We feel our calling so deeply that we can’t imagine setting it aside. And yet we are not experiencing fulfillment--rather we are getting worn down and frustrated. Something has to give.
A big reason so many of us with a calling to make the world a better place are feeling unfulfilled and out of alignment is that we have been powering our calling with energy rooted in fear. The answer is to add joy into the mix, to switch the power source we are using. This site is about that journey from powering your calling with fear to powering it with joy.
This is the journey of joyful impact.
Welcome!
About Alex
Let me tell you a bit about who I am, and why I'm so passionate about helping change agents make the most of their potential. My own journey as someone with a calling to make the world a better place brings together three distinct worlds.
- The world of personal development (over the past four years in my own growth journey I have read over 200 books and completed more than 20 trainings)
- The world of entrepreneurial social change (I have played founding roles in two social enterprises, one a non profit advocacy organization and one a for-profit philanthropic advising practice; I serve on governing and advisory boards for another half dozen social ventures and I am a member of the Entrepreneurs Organization)

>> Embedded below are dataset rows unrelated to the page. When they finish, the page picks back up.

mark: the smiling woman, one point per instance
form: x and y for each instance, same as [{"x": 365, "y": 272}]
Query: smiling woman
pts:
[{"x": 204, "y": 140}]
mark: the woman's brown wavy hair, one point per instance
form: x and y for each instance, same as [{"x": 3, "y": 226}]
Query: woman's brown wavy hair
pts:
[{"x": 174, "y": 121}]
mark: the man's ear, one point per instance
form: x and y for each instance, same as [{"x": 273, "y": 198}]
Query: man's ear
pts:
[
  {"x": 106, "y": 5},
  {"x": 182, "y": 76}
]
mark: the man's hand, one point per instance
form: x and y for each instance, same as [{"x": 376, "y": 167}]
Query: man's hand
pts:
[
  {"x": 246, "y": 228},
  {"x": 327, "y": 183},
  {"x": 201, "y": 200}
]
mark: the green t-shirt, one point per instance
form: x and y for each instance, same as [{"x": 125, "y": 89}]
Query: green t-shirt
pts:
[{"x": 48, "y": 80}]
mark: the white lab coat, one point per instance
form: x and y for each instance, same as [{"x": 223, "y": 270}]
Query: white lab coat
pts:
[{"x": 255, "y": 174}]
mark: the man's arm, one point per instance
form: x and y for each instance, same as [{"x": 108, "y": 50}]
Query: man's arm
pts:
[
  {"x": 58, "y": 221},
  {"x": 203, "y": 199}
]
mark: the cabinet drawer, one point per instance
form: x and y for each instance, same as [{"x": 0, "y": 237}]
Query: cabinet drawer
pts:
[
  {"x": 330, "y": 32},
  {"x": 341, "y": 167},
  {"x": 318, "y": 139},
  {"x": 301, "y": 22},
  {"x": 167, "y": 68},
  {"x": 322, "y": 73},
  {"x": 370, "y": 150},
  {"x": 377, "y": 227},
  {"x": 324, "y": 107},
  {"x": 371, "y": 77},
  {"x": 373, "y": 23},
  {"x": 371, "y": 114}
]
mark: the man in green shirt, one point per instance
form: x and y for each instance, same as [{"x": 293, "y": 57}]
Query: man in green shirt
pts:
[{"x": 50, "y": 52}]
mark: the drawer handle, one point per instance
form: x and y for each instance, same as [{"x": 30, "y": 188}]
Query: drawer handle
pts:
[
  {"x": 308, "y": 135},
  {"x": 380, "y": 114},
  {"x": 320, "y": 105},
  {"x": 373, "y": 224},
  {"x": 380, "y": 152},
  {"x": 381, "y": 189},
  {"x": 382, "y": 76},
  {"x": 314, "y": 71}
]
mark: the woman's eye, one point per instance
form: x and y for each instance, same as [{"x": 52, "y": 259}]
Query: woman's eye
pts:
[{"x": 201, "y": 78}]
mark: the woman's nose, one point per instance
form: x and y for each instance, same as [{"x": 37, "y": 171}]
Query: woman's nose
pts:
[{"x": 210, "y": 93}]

- The world of philanthropy (nine years ago I founded Building Impact, a philanthropic advising practice, and since then our firm has helped clients give away over half a billion dollars to help create change on pressing social challenges from protecting democracy to education and social enterprise).

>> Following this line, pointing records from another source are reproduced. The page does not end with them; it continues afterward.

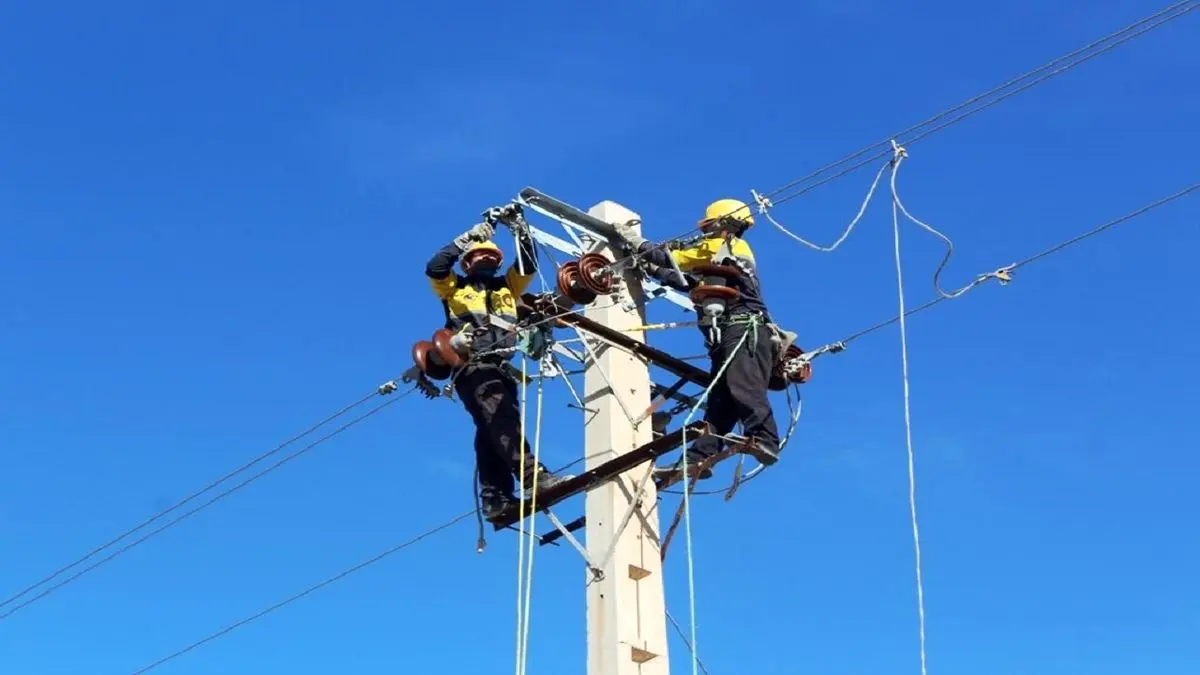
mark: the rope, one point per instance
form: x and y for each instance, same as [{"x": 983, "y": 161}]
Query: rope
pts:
[
  {"x": 521, "y": 524},
  {"x": 765, "y": 205},
  {"x": 1032, "y": 258},
  {"x": 307, "y": 591},
  {"x": 1045, "y": 72},
  {"x": 533, "y": 515},
  {"x": 795, "y": 411},
  {"x": 907, "y": 425},
  {"x": 187, "y": 514},
  {"x": 685, "y": 641},
  {"x": 108, "y": 544},
  {"x": 687, "y": 496}
]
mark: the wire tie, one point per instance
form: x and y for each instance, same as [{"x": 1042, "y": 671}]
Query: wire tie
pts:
[{"x": 763, "y": 202}]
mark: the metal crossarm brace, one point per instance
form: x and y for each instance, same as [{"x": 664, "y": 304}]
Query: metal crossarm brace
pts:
[
  {"x": 658, "y": 357},
  {"x": 576, "y": 223},
  {"x": 551, "y": 496},
  {"x": 597, "y": 572}
]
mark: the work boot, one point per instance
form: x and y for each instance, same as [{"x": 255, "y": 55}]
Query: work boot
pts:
[
  {"x": 765, "y": 452},
  {"x": 546, "y": 481},
  {"x": 493, "y": 502}
]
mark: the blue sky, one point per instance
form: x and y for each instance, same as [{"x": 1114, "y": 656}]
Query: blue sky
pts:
[{"x": 215, "y": 219}]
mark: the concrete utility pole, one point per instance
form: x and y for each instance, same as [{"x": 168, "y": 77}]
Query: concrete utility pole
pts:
[{"x": 627, "y": 608}]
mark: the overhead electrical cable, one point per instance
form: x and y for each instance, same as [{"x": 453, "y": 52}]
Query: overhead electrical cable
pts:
[
  {"x": 193, "y": 511},
  {"x": 307, "y": 591}
]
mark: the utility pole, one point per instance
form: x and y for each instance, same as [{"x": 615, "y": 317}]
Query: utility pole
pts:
[{"x": 627, "y": 608}]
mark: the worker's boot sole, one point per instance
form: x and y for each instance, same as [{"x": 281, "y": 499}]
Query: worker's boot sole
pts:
[{"x": 766, "y": 454}]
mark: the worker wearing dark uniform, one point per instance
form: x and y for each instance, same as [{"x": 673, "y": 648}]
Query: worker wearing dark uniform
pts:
[
  {"x": 485, "y": 387},
  {"x": 741, "y": 393}
]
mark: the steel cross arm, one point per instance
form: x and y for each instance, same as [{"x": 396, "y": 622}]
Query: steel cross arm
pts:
[
  {"x": 558, "y": 348},
  {"x": 648, "y": 453},
  {"x": 677, "y": 366},
  {"x": 576, "y": 222}
]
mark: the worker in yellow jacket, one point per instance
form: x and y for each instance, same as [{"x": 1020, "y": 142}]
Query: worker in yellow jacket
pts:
[
  {"x": 485, "y": 387},
  {"x": 741, "y": 393}
]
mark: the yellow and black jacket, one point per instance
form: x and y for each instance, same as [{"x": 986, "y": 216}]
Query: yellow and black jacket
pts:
[
  {"x": 471, "y": 302},
  {"x": 715, "y": 250}
]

I have also played leadership roles in the public sector, from Director of Operations at a Housing Authority to school board member. And at the center of it all, I am a husband of 15 years and a father of three boys under the age of 10.

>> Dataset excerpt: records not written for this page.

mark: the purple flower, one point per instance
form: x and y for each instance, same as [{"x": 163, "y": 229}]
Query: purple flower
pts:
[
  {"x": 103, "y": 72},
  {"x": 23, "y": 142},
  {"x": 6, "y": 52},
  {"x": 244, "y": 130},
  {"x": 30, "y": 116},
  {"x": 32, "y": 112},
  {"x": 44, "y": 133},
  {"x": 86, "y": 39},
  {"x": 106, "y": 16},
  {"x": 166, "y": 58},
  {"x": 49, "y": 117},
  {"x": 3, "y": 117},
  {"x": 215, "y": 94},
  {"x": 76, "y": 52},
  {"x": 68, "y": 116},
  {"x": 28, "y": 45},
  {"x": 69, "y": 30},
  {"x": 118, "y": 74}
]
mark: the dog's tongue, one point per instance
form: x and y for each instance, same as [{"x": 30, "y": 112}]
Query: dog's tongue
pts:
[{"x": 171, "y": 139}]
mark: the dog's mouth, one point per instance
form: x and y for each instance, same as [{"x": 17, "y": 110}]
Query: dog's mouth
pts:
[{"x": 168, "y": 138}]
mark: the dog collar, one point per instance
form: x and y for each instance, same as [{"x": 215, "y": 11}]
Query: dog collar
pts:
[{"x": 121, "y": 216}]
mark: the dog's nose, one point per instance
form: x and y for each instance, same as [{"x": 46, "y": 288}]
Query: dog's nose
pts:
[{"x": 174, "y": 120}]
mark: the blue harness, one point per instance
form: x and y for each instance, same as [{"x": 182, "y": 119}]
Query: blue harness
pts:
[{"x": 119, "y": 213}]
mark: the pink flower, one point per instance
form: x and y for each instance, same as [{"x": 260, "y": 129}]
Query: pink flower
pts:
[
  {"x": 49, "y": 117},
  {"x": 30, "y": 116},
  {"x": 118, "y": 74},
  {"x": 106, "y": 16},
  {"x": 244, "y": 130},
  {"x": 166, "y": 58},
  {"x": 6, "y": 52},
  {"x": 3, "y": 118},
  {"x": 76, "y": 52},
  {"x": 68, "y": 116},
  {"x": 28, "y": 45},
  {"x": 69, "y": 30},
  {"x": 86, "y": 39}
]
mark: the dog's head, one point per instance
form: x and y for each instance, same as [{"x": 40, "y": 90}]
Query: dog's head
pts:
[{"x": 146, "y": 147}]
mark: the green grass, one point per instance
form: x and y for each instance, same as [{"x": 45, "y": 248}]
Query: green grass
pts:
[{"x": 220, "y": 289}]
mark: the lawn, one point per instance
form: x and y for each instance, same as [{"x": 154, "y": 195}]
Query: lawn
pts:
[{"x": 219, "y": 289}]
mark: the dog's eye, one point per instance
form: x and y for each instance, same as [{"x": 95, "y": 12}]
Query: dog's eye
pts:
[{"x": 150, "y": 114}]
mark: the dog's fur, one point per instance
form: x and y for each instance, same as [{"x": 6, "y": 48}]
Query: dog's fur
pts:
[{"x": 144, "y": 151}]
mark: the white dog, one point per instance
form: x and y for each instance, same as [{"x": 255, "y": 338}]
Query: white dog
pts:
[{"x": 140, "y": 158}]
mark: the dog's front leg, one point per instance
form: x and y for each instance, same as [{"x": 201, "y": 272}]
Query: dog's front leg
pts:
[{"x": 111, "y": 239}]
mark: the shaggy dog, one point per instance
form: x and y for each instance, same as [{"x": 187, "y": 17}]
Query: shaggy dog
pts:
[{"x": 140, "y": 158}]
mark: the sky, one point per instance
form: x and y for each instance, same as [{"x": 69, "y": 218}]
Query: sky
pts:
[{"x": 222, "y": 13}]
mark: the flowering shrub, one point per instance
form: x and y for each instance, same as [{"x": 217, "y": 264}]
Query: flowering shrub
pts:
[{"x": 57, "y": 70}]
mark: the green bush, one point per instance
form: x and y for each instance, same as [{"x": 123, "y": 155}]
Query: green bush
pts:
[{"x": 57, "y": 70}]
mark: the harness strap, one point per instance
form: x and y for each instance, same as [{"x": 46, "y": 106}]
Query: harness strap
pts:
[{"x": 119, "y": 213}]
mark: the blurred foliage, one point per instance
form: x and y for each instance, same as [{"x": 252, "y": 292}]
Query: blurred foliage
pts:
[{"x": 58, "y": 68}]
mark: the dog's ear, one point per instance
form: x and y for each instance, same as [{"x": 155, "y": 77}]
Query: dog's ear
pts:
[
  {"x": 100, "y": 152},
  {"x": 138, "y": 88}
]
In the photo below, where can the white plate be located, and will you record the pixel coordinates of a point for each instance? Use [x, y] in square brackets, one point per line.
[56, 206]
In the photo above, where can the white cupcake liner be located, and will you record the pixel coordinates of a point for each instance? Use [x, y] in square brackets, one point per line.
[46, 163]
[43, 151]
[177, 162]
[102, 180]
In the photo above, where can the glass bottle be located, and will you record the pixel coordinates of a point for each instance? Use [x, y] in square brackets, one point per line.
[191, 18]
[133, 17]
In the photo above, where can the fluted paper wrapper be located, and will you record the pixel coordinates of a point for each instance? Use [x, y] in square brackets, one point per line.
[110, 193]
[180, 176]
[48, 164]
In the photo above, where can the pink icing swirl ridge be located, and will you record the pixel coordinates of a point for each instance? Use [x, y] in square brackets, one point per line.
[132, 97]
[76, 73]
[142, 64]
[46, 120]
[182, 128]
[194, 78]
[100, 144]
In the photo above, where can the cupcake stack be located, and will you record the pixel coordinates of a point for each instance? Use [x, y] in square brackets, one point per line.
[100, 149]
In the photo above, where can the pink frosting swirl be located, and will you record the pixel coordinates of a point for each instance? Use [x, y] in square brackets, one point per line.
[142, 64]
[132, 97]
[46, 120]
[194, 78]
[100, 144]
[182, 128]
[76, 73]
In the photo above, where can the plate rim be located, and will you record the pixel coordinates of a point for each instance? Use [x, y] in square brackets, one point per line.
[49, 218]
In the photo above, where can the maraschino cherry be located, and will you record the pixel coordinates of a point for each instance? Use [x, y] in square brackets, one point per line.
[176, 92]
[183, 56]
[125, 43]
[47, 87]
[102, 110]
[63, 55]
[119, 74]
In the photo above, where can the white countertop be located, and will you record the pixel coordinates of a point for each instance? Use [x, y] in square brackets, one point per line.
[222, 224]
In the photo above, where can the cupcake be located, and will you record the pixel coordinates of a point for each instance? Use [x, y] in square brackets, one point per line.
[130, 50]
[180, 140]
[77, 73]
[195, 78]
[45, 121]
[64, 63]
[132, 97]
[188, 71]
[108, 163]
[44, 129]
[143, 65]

I share all this because I also want you to know that for most of the time I was doing all this I was not feeling a sense of joy in my work, nor did I feel like I was really hitting my full potential for impact serving my calling. I feel moved to share what I’ve learned during the past four years of intense exploration and self-development because of how stuck I felt in the twenty years prior, before I began synthesizing these three fields into a system of “joyful impact” that I have since used to guide my own life and to help the philanthropists and social entrepreneurs that I coach and advise.
So here's a bit more backstory. 9 years ago, when I started Impact for Education—which is now called Building Impact, I had a general sense of the mission I was on, but the details weren’t yet fully in focus. It took a couple years, and teaming up with my amazing partners beginning with Danielle Allen and then Mike Wang, to really figure out what our mission was going to be. And once that mission and vision was clear, that we were all about working with forward thinking philanthropists and change agents and helping them maximize their potential to help solve some of our world’s toughest challenges I was inspired and excited—I could spend lots of time with the vision and get myself excited about it. But here’s what happened—I still went for years without really taking clear, decisive action to go after that vision full bore. And that whole time I felt a constant low-level sense of anxiety and lack of satisfaction. It didn’t matter that in outward terms other people would have said I was doing just fine—I knew that I wasn’t in full alignment with my best self and my biggest vision for making a difference in the world. The insidious thing was, it was kind of a vague feeling, and I was really good at hiding from it, distracting myself, staying busy. That made it easy to just keep on keeping on, all the while not really making anything like the progress I wanted to and knew that I could on that vision.